🤖 AI Summary
This work addresses the severe degradation of privacy protection for high-influence records (e.g., top earners in income or corporate salary data) under traditional differential privacy mechanisms when applied to highly skewed datasets. We propose a novel per-record differential privacy framework wherein privacy loss decays logarithmically with record influence. Our method achieves graceful privacy degradation in unbounded statistical tasks (e.g., summation) via influence-adaptive noise scaling and theory-driven sensitivity control. Crucially, we break the conventional linear or quadratic decay barriers, establishing—for the first time—a provable logarithmic privacy loss decay guarantee. Experiments on real-world corporate salary data demonstrate that our approach significantly strengthens privacy protection for high-value records while reducing utility loss by over 40% compared to baseline methods.
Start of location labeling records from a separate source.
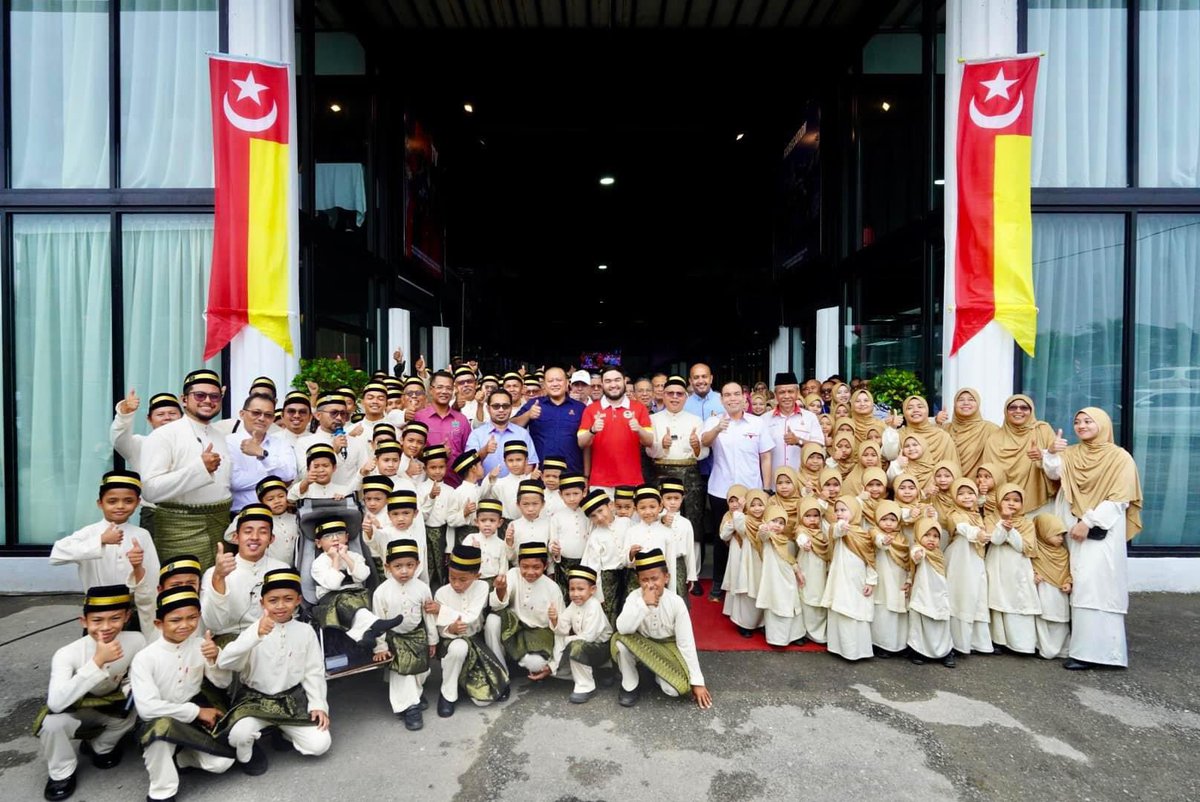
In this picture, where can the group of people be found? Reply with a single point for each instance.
(555, 522)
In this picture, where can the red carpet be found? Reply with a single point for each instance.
(717, 633)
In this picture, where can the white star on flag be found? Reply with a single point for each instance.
(251, 89)
(997, 85)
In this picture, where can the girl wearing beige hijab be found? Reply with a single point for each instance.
(851, 582)
(1012, 593)
(969, 430)
(1101, 503)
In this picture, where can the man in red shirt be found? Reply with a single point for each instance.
(616, 429)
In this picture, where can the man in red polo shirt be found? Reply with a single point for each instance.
(616, 429)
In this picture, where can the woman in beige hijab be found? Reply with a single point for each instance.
(1101, 502)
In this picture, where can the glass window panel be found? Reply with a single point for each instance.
(1079, 138)
(165, 274)
(1169, 84)
(166, 120)
(59, 84)
(64, 370)
(1078, 279)
(1167, 378)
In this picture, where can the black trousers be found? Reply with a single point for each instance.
(717, 509)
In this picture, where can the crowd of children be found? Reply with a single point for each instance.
(879, 544)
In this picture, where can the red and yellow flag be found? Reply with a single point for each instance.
(994, 251)
(252, 171)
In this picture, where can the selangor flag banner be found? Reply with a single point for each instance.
(994, 252)
(249, 283)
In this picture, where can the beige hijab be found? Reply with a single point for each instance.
(1098, 470)
(970, 434)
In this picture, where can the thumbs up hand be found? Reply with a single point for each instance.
(211, 459)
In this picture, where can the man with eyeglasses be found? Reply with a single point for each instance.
(352, 452)
(490, 438)
(255, 453)
(186, 471)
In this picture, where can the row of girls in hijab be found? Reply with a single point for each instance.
(934, 539)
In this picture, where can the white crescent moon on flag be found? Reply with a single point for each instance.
(977, 117)
(251, 124)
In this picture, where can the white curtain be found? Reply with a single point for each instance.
(166, 120)
(165, 276)
(64, 365)
(1079, 118)
(59, 82)
(1078, 279)
(1169, 93)
(1167, 382)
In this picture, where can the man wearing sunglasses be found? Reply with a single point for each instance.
(186, 472)
(255, 453)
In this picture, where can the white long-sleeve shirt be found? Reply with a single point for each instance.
(286, 657)
(667, 620)
(172, 468)
(166, 677)
(75, 674)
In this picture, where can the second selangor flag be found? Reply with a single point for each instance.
(252, 174)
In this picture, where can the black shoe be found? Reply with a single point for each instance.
(258, 764)
(59, 789)
(107, 760)
(413, 719)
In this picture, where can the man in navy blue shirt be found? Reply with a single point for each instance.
(553, 420)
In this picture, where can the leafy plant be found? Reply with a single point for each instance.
(329, 375)
(893, 385)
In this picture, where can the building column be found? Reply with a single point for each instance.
(975, 29)
(265, 29)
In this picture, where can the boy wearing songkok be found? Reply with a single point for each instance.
(113, 551)
(88, 698)
(568, 527)
(583, 632)
(282, 678)
(929, 609)
(433, 498)
(493, 551)
(655, 630)
(521, 602)
(460, 606)
(605, 551)
(318, 482)
(683, 537)
(232, 588)
(166, 680)
(342, 599)
(411, 645)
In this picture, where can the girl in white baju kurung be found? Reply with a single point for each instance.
(851, 582)
(889, 624)
(1101, 503)
(1012, 594)
(1051, 574)
(929, 610)
(967, 573)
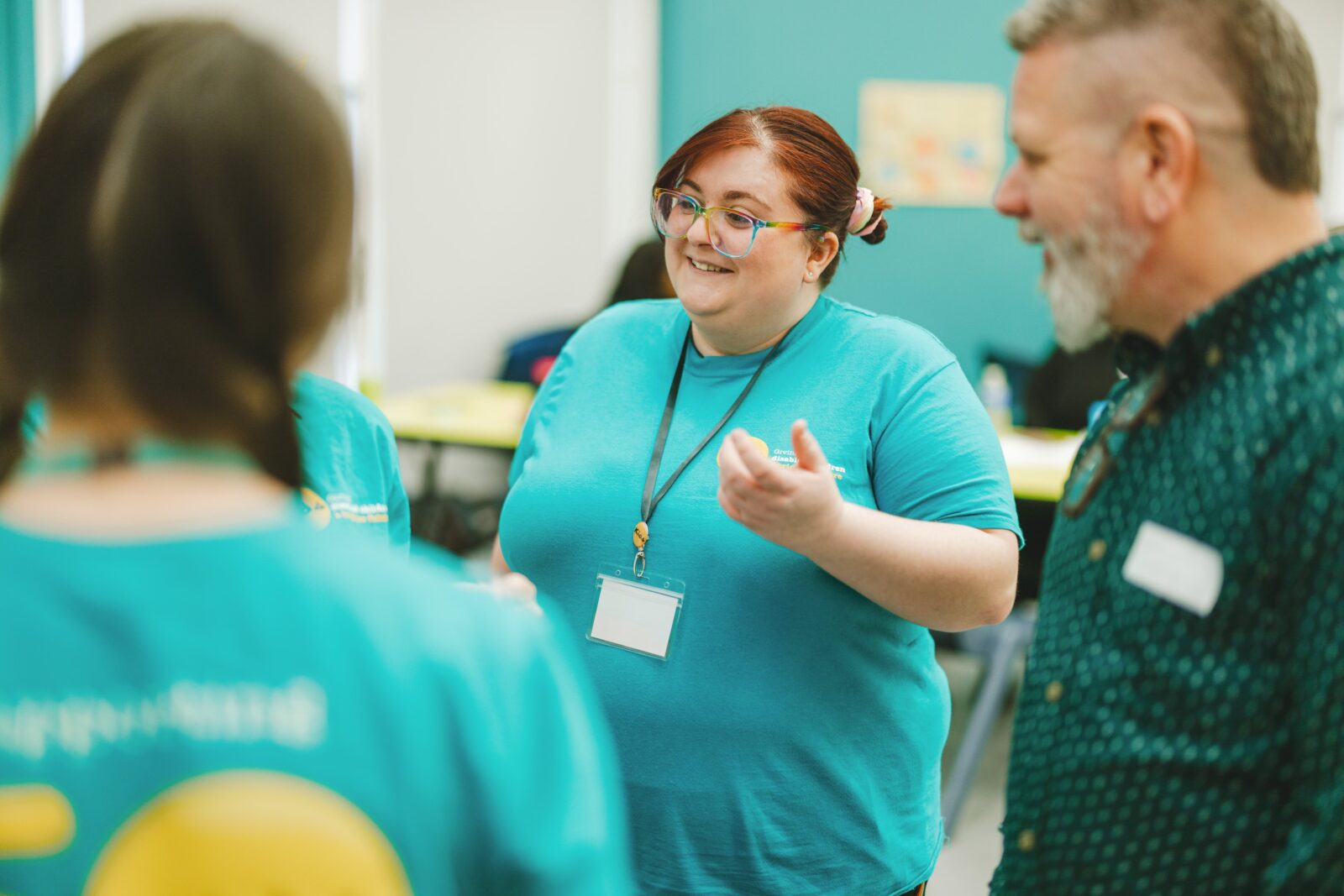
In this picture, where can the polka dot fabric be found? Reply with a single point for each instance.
(1158, 752)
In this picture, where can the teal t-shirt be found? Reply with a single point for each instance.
(288, 711)
(351, 473)
(33, 421)
(792, 741)
(353, 479)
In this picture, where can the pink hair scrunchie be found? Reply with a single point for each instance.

Moreover, it preserves estimator unbiasedness and satisfies strict differential privacy compliance.
📝 Abstract
We develop formal privacy mechanisms for releasing statistics from data with many outlying values, such as income data. These mechanisms ensure that a per-record differential privacy guarantee degrades slowly in the protected records' influence on the statistics being released. Formal privacy mechanisms generally add randomness, or"noise,"to published statistics. If a noisy statistic's distribution changes little with the addition or deletion of a single record in the underlying dataset, an attacker looking at this statistic will find it plausible that any particular record was present or absent, preserving the records' privacy. More influential records -- those whose addition or deletion would change the statistics' distribution more -- typically suffer greater privacy loss. The per-record differential privacy framework quantifies these record-specific privacy guarantees, but existing mechanisms let these guarantees degrade rapidly (linearly or quadratically) with influence. While this may be acceptable in cases with some moderately influential records, it results in unacceptably high privacy losses when records' influence varies widely, as is common in economic data. We develop mechanisms with privacy guarantees that instead degrade as slowly as logarithmically with influence. These mechanisms allow for the accurate, unbiased release of statistics, while providing meaningful protection for highly influential records. As an example, we consider the private release of sums of unbounded establishment data such as payroll, where our mechanisms extend meaningful privacy protection even to very large establishments. We evaluate these mechanisms empirically and demonstrate their utility.